Differentiation Theorems
Theorem. [Rolle’s Theorem] Suppose $f$ is continuous in the closed interval $[a, b]$ and $f’$ exists in open interval $(a, b)$. If $f(a) = f(b)$, then there is a value $c$, with $a < c < b$, for which $f’(c) = 0$.
Proof.
Let $M = \sup f(x)$ and $m = \inf f(x)$ for $a \le x \le b$. Let $f(a) = k$
If $M = m = k$, then $f$ is a constant function and $f’(c) = 0$ for all $c \in (a, b)$.
Suppose $M > k$. By extreme value theorem, there exists $c$ such that $f(c) = M$. If $f’(c) > 0$, then $f$ is strictly increasing at $c$ and there are some values on the right such that $f(x) > f(c)$, which contradicts with $f(c)$ being the supremum. If $f’(c) < 0$, similarily there are some values on the left such thath $f(x) > f(c)$. Therefore, $f’(c) = 0$.
Theorem. [Mean Value Theorem] Suppose $f$ is continuous in the closed interval $[a, b]$ and $f’$ exists in open interval $(a, b)$. Then there is a value $c$ with $a < c < b$, for which
\[f(b) - f(a) = (b - a) f'(c)\]Proof.
Let $\phi(x) = f(x) - kx$. In order to have $\phi(a) = \phi(b)$,
\[k = {f(b) - f(a) \over b - a}\]By Rolle’s Theorem, there exists $c$ such that
\[\phi'(c) = f'(c) - k = 0 \quad \implies \quad f'(c) = k = {f(b) - f(a) \over b - a}\]

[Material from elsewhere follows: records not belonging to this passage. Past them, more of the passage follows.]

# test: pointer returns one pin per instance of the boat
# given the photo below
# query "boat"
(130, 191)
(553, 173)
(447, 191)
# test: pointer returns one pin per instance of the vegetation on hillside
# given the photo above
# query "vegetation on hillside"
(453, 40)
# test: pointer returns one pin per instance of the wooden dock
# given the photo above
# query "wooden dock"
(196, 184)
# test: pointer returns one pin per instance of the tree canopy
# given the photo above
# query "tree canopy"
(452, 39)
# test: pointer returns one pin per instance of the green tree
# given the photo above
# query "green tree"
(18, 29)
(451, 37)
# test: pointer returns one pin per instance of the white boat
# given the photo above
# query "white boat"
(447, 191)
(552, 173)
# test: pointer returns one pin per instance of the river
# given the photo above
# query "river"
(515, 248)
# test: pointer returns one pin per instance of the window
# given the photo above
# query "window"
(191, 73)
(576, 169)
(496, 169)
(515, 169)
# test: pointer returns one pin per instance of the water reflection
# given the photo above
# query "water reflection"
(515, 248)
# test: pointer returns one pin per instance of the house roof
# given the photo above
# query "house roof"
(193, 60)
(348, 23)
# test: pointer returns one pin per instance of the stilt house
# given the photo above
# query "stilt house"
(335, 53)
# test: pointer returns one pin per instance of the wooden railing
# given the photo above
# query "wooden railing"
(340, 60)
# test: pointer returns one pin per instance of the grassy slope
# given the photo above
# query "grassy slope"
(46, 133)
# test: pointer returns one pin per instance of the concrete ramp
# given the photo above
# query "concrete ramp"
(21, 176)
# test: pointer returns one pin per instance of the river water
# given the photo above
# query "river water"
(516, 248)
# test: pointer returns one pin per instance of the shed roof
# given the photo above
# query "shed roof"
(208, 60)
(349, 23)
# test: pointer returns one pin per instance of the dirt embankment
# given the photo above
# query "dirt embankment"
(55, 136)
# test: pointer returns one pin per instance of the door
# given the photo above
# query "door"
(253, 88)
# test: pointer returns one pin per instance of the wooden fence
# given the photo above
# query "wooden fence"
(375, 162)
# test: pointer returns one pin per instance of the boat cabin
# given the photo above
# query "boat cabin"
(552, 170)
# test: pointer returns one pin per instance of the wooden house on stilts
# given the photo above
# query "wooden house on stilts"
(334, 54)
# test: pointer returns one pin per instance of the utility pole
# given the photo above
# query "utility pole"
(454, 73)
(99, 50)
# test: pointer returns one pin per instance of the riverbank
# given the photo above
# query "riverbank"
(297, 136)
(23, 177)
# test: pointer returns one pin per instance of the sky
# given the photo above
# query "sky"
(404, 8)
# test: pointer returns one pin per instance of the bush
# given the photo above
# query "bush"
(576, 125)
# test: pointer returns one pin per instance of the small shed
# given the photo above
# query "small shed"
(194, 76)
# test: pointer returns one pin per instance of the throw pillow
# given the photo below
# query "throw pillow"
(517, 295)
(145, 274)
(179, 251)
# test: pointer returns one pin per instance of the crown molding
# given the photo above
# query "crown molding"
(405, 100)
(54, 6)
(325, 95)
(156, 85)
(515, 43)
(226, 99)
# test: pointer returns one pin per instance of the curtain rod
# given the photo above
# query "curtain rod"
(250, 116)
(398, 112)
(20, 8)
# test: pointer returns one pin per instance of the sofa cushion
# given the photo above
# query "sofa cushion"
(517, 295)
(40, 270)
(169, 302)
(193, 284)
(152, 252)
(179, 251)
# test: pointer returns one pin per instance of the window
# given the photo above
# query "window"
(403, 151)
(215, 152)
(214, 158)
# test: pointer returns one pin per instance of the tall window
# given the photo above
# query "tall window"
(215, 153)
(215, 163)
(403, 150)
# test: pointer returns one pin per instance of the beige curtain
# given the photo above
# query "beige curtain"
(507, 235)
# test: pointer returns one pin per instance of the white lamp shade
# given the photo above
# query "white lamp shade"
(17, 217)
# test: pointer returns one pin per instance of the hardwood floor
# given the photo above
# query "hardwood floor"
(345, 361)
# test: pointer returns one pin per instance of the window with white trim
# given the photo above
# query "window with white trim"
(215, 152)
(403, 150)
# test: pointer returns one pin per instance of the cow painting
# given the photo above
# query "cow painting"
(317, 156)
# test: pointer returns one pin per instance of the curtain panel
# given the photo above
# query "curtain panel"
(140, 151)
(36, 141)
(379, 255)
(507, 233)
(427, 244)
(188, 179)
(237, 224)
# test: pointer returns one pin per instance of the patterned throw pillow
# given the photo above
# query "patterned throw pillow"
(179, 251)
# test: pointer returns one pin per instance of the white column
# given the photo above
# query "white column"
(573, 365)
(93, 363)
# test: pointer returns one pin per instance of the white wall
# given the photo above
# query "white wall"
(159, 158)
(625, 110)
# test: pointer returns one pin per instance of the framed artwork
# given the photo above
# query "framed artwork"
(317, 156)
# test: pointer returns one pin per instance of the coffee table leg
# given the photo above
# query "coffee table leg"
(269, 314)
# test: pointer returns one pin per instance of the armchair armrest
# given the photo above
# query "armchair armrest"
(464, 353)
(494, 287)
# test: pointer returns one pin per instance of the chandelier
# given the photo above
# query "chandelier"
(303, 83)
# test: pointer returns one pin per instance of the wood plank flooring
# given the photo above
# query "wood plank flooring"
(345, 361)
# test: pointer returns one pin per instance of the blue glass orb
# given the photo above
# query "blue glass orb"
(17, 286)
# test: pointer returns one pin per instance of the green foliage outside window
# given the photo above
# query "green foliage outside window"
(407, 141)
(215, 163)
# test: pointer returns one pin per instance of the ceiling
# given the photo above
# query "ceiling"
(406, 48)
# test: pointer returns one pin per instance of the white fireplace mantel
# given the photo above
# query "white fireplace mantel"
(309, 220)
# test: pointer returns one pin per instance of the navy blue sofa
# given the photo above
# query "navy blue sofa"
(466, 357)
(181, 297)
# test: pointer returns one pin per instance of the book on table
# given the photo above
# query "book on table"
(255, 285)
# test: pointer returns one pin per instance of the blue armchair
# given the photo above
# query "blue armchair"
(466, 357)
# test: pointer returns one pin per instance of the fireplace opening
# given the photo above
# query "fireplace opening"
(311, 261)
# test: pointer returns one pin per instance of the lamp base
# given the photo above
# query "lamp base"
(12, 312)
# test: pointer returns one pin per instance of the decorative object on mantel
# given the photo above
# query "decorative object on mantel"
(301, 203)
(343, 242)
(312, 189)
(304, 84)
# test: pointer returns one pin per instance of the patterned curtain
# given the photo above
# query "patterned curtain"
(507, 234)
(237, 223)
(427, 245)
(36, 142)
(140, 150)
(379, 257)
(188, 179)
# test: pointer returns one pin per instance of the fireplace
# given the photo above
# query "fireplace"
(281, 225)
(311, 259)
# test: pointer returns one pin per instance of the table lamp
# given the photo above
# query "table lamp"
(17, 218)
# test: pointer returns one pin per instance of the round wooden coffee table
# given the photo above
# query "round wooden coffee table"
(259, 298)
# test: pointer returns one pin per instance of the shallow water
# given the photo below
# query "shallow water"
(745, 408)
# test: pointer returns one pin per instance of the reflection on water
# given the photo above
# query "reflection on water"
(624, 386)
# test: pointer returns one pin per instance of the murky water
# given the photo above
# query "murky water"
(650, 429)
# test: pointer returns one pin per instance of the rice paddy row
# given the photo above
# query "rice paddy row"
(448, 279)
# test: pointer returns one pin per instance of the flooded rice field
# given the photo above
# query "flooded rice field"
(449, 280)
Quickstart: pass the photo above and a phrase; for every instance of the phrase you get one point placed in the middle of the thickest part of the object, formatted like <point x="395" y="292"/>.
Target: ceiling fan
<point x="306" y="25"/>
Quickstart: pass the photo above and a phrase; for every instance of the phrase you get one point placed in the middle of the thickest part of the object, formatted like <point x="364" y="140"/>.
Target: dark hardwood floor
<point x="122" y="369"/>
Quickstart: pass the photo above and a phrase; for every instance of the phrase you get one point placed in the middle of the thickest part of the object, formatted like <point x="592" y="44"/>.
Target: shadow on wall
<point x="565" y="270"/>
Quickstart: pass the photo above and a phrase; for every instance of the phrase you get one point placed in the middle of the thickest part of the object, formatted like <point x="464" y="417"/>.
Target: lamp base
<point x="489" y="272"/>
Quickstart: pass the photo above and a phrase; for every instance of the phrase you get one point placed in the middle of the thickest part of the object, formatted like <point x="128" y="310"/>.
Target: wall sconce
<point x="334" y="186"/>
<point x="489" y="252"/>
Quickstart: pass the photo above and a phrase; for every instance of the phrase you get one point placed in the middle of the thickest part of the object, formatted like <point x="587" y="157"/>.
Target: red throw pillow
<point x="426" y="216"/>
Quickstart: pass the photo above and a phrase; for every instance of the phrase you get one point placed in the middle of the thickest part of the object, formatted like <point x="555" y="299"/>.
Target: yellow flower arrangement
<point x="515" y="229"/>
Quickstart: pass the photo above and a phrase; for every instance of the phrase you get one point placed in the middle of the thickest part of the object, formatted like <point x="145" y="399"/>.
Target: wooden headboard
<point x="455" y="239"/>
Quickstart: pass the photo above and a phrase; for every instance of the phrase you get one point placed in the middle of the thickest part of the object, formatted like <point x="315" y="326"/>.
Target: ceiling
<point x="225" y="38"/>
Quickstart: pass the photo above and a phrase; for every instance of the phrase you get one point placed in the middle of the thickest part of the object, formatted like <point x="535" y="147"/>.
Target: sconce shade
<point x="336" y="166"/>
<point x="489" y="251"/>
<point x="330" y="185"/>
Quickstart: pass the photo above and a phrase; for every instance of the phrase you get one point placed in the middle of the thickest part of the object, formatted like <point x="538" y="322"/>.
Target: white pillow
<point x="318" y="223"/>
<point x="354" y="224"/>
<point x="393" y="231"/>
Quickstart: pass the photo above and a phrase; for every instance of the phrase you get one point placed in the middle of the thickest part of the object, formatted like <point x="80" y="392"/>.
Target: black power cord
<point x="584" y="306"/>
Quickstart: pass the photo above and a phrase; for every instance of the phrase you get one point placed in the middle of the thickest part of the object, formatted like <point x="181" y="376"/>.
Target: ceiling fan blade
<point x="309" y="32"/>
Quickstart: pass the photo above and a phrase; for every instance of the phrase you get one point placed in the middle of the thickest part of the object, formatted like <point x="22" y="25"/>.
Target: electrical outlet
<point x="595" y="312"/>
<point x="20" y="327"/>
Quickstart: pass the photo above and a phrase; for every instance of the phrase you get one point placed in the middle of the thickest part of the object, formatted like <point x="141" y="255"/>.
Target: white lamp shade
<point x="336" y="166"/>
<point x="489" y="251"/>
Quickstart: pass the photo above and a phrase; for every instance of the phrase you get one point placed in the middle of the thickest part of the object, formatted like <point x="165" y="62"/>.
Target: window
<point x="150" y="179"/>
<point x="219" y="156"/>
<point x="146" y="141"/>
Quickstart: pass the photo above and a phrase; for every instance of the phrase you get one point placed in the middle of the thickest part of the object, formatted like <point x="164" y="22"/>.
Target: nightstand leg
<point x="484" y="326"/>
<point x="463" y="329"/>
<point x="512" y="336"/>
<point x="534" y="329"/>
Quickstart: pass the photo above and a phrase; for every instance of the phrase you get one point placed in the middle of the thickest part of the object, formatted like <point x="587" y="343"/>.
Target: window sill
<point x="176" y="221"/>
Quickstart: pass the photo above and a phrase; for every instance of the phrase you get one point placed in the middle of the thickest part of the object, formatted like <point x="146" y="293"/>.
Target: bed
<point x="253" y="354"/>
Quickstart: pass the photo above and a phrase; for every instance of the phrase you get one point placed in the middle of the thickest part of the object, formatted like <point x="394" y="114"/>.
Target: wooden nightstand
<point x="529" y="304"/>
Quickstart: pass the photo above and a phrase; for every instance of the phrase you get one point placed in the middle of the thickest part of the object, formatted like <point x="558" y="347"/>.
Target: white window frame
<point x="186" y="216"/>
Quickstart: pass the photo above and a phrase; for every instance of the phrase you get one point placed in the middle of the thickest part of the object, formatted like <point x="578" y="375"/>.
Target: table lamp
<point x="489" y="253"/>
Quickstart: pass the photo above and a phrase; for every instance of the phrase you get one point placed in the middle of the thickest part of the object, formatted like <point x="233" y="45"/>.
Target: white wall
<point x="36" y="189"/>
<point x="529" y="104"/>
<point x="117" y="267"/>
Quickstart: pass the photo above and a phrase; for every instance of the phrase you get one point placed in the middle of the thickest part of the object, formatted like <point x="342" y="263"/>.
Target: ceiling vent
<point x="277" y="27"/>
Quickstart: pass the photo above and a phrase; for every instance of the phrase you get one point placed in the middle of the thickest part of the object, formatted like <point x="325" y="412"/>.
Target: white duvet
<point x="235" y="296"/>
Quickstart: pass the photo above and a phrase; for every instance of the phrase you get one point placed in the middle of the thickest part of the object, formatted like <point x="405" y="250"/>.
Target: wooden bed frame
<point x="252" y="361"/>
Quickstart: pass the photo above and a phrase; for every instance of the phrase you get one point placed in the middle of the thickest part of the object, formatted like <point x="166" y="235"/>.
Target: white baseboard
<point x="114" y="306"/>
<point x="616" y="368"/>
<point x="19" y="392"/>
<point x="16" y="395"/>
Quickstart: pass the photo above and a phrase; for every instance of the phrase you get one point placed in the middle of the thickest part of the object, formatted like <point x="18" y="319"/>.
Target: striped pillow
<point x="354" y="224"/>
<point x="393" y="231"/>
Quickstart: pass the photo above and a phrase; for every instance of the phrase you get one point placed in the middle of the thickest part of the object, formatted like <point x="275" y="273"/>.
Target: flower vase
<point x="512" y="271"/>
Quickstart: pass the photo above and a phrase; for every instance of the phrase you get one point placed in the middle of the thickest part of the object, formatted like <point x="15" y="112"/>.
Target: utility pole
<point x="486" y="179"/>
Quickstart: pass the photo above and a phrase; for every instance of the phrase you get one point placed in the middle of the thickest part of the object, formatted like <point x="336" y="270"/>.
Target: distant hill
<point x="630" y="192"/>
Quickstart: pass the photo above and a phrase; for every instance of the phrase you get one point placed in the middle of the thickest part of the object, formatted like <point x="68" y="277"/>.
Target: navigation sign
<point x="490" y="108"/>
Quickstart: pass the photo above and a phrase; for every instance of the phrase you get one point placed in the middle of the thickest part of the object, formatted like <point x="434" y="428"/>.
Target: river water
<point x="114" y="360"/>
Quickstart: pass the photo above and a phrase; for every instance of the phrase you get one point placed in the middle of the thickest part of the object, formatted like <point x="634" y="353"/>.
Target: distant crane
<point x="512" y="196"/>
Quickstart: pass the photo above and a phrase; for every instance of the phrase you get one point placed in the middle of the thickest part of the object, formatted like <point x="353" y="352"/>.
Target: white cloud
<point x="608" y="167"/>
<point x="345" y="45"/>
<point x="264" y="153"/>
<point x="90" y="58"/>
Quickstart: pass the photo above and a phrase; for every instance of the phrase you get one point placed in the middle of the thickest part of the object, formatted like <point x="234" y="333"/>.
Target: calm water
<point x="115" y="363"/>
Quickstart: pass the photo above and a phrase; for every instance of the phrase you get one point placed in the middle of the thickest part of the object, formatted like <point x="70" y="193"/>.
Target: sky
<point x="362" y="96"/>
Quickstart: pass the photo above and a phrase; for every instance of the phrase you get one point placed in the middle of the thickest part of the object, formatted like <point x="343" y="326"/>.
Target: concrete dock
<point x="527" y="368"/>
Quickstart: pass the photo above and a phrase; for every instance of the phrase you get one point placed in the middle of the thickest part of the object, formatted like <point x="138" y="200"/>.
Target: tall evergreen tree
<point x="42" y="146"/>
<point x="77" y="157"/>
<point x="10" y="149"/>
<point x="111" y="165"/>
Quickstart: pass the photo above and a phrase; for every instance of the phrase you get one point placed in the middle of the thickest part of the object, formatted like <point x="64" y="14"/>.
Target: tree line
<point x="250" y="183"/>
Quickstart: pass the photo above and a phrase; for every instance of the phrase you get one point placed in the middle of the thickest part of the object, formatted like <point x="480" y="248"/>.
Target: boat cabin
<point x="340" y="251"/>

Let $0 < \theta < 1$ and $b = a + h$, we can write the result as
\[f(a + h) = f(a) + hf'(a + \theta h)\]Corollary. If $f’(x) = 0$ for all $x \in (a, b)$, then $f(x)$ is constant for $[a, b]$.
Proof.
For any two points $x_1$ and $x_2$ with $a \le x_1 < x_2 \le b$, there exists $x_1 < x_3 < x_2$ such that
\[f(x_2) - f(x_1) = (x_2 - x_1)f'(x_3) = 0\]Hence, $f(x_1) = f(x_2)$.
Corollary. If $f’(x) > 0$ for $x \in (a, b)$, then $f(x)$ is strictly increasing in $[a, b]$.
Proof.
For any two points $x_1$ and $x_2$ with $a \le x_1 < x_2 \le b$, there exists $x_1 < x_3 < x_2$ such that
\[f(x_2) - f(x_1) = (x_2 - x_1)f'(x_3) > 0\]Hence, $f(x_2) > f(x_1)$ and $f$ is strictly increasing in $[a, b]$.
The corollary still holds if $f$ is continuous at $c$ but $f’(c)$ doesn’t exist. By applying the theorem to two intervals $(a, c)$ and $c, b$, with $x_1 \in (a, c)$ and $x_2 \in (c, b)$, we still have $f(x_1) < f(c) < f(x_2)$.
Theorem. [Cauchy’s Mean Value Theorem] Suppose both $f$ and $g$ are continuous in $[a, b]$ and differentiable in $(a, b)$. Suppose $g’(x)$ doesn’t vanish for all $x \in (a, b)$. Then there exists $c$ with $a < c < b$ such that
\[{f(b) - f(a) \over g(b) - g(a)} = {f'(c) \over g'(c)}\]Proof.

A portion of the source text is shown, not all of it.